As you would expect from the CEO of a company which set out to challenge eDiscovery norms, the 2015 eDiscovery predictions from Cicayda CEO Roe Frazer include a few which are intended to provoke. Indeed, he opens by accepting that the word “prediction” might be a bit strong, because some of them “are intended to be encouragement to innovators, thinkers, and entrepreneurs.”
Most of it, however, is spot-on. He would be a bit disappointed if I agreed with everything he says.
His first prediction, for example, about predictive coding, whilst correct in its closing assertion that “we will see real battles over predictive coding in 2015″, recites some of the difficulties inherent in the use of what is still relatively new technology. Predictive coding has passed the early-adoption phase, for US courts well as users. Its most ardent advocates would not say that it is right for every case; an increasing number of lawyers are using it for an increasing number of cases. The real message on functionality and defensibility, as well as on Roe Frazer’s later point about the costs of using eDiscovery software, is that lawyers must become familiar with all of them and adept at ferreting out the true costs of using them.
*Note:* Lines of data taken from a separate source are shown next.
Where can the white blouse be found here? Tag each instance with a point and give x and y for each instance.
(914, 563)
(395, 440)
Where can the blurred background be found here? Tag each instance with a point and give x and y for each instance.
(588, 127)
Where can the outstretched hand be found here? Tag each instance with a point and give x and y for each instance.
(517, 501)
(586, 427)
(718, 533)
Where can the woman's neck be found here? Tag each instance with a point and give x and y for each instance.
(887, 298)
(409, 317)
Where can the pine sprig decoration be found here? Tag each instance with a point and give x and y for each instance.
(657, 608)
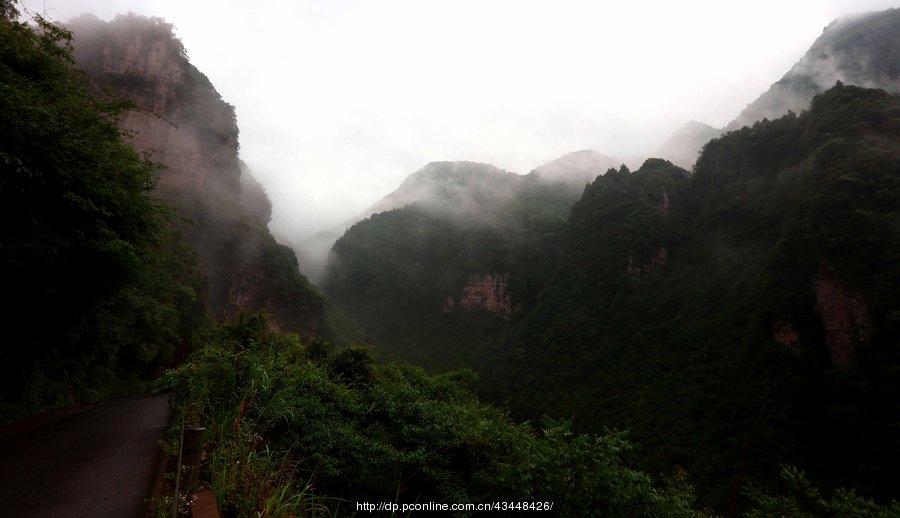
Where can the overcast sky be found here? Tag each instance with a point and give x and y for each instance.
(338, 101)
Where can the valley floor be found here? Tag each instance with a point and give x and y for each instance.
(97, 460)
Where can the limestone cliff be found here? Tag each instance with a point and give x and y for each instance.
(182, 123)
(486, 291)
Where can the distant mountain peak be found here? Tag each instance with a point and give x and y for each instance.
(684, 144)
(861, 50)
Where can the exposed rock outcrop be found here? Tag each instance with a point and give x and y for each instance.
(485, 291)
(844, 314)
(785, 333)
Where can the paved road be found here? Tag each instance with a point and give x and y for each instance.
(96, 461)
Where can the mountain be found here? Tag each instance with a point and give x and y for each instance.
(683, 146)
(102, 289)
(182, 123)
(462, 189)
(862, 50)
(575, 169)
(460, 251)
(737, 317)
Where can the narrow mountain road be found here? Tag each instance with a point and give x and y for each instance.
(100, 460)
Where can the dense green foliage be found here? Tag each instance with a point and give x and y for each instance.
(298, 427)
(684, 353)
(860, 50)
(99, 286)
(732, 319)
(182, 121)
(301, 428)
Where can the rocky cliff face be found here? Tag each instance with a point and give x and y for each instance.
(861, 50)
(489, 292)
(844, 314)
(181, 122)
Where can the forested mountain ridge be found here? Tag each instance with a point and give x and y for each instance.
(737, 318)
(464, 251)
(683, 146)
(861, 50)
(182, 123)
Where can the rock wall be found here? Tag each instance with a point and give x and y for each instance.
(844, 314)
(181, 122)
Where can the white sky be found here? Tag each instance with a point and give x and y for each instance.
(338, 101)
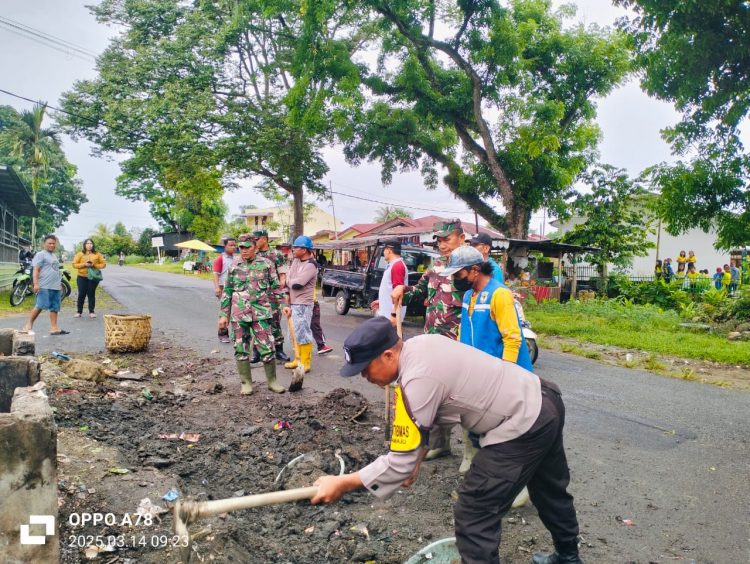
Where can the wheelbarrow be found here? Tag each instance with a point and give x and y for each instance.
(443, 551)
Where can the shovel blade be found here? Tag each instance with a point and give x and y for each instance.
(297, 377)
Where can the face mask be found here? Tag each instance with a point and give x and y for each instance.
(462, 284)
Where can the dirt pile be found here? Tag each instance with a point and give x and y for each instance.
(216, 444)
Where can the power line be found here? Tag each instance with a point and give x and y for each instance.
(391, 203)
(46, 39)
(404, 203)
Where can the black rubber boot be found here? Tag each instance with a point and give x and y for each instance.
(255, 359)
(281, 355)
(566, 553)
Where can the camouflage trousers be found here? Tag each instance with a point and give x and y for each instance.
(278, 336)
(249, 334)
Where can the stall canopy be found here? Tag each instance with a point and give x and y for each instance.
(195, 245)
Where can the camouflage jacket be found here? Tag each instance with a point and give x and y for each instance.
(443, 315)
(282, 267)
(249, 289)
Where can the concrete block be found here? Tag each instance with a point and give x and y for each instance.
(14, 343)
(16, 372)
(23, 345)
(28, 478)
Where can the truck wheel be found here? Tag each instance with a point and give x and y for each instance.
(342, 302)
(533, 349)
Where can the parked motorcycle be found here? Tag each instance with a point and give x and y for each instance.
(23, 284)
(528, 334)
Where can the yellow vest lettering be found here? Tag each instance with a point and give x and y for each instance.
(406, 435)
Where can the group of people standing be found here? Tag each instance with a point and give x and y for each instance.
(255, 289)
(46, 280)
(471, 367)
(727, 277)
Roe Frazer would say of Cicayda that it is extremely easy to identify the costs of using Cicayda’s products because the pricing model is straightforward and transparent. Have a look at the technology for yourself: Cicayda does a good online demo, as do some of the companies offering predictive coding. Half an afternoon watching first one demo and then the other will help you identify the main differences, and the similarities, between them – not just the technology, but the pricing models and what they really mean. That approach would also allow you to compare another provider’s predictive coding (itself a term which describes a range of approaches) with Cicayda’s analytical tools.
The other of Roe Frazer’s points on which I take a different view is his Prediction 6 and the assertion that “No one cares about costs shifting if it gets you the documents you need to win your case”. I come from a jurisdiction in which costs shifting is the norm, and there is no greater control on extravagant and unnecessary eDiscovery demands than the possibility that the aggressor might end up picking up all the costs of both sides in respect of the unwarranted demand (or, indeed, of the unwarranted challenge to a demand).
Roe Frazer is right, of course, to point out that arguments about costs shifting will speedily move to a close focus on the components of the eDiscovery costs. “Why did you choose this tool when that one would have done the job for a fraction of the price?” speedily becomes a compelling one when opponents and the court have the right to enquire into what is being spent and why. Even better is the idea that one party can challenge another’s approach before the costs are incurred, as the budget regime in the UK requires. That, more than anything, will expose the benefits of clear and transparent eDiscovery costs because a party will be stuck (at least as regards recoverability) with the sums in the budget.
While the court may limit costs on other grounds, costs shifting provides the best reason for that anticipatory analysis of scope, method and prospective expense. This is an area on which one can take different views without falling out, particularly when there are significant differences between our respective jurisdictions.
It is hard to disagree with most of the rest of Roe Frazer’s predictions. He says (Prediction 2) that companies will begin to govern their data proactively, going beyond mere document destruction and into anticipatory use of technology to identify problems before they give rise to litigation or a regulator’s gaze.
The Internet of Things (Prediction 3) and social media data (Prediction 4) will indeed become significant components of eDiscovery in cases of all sizes. It is important to have technology which can handle these things. My prediction for the year involves a prior stage – before you consider what technology to use for social media you have to apply your mind to the question whether there is any which might be relevant; this will be the year when lawyers are caught on the hop because they did not apply their minds to the importance of one of these new sources of discoverable data – not just because the rules require it, but because it contains evidence. As Roe Frazer says, you need software tools capable of finding that evidence, and doing so proportionately.
One of Roe Frazer’s predictions came true in between my starting and finishing this post. He says (Prediction 10) that we can expect US approval of Alternative Business Structures in jurisdictions which have stubbornly refused to consider them. An article in the English Law Society Gazette reports, in an article headed US moves to liberalise are ‘just the beginning’ that Washington State Bar Association is moving in just that direction by authorising non-lawyers to advise clients on legal matters.
Of all Roe Frazer’s predictions, the one I most want to see is his Prediction 12 – the dropping of the “e” in the terms eDiscovery and eDisclosure. Whether or not we have an interim stage in which we refer to “pDiscovery” or “pDisclosure” is open to question, but we must surely have already reached a stage where the need to distinguish between electronic and other information has gone.
Cicayda is not just about technology. It is also driven by a conviction about the accessibility of justice. Cicayda’s Marc Jenkins has written an article called eDiscovery for 21st-century Lawyers on the Stanford University Codex site in which he eloquently pairs technology and justice – using the one is a pre-requisite for delivering the other. Justice which most people cannot afford is not justice at all.
As a post-script, I will shortly be publishing the set of photographs, taken in Prague, from which the picture of Roe Frazer above is taken, I also have a rough-cut of a video interview with him, for publication shortly, in which he expands on what he says about predictive coding and Cicayda’s alternative approach to the computer-assisted review.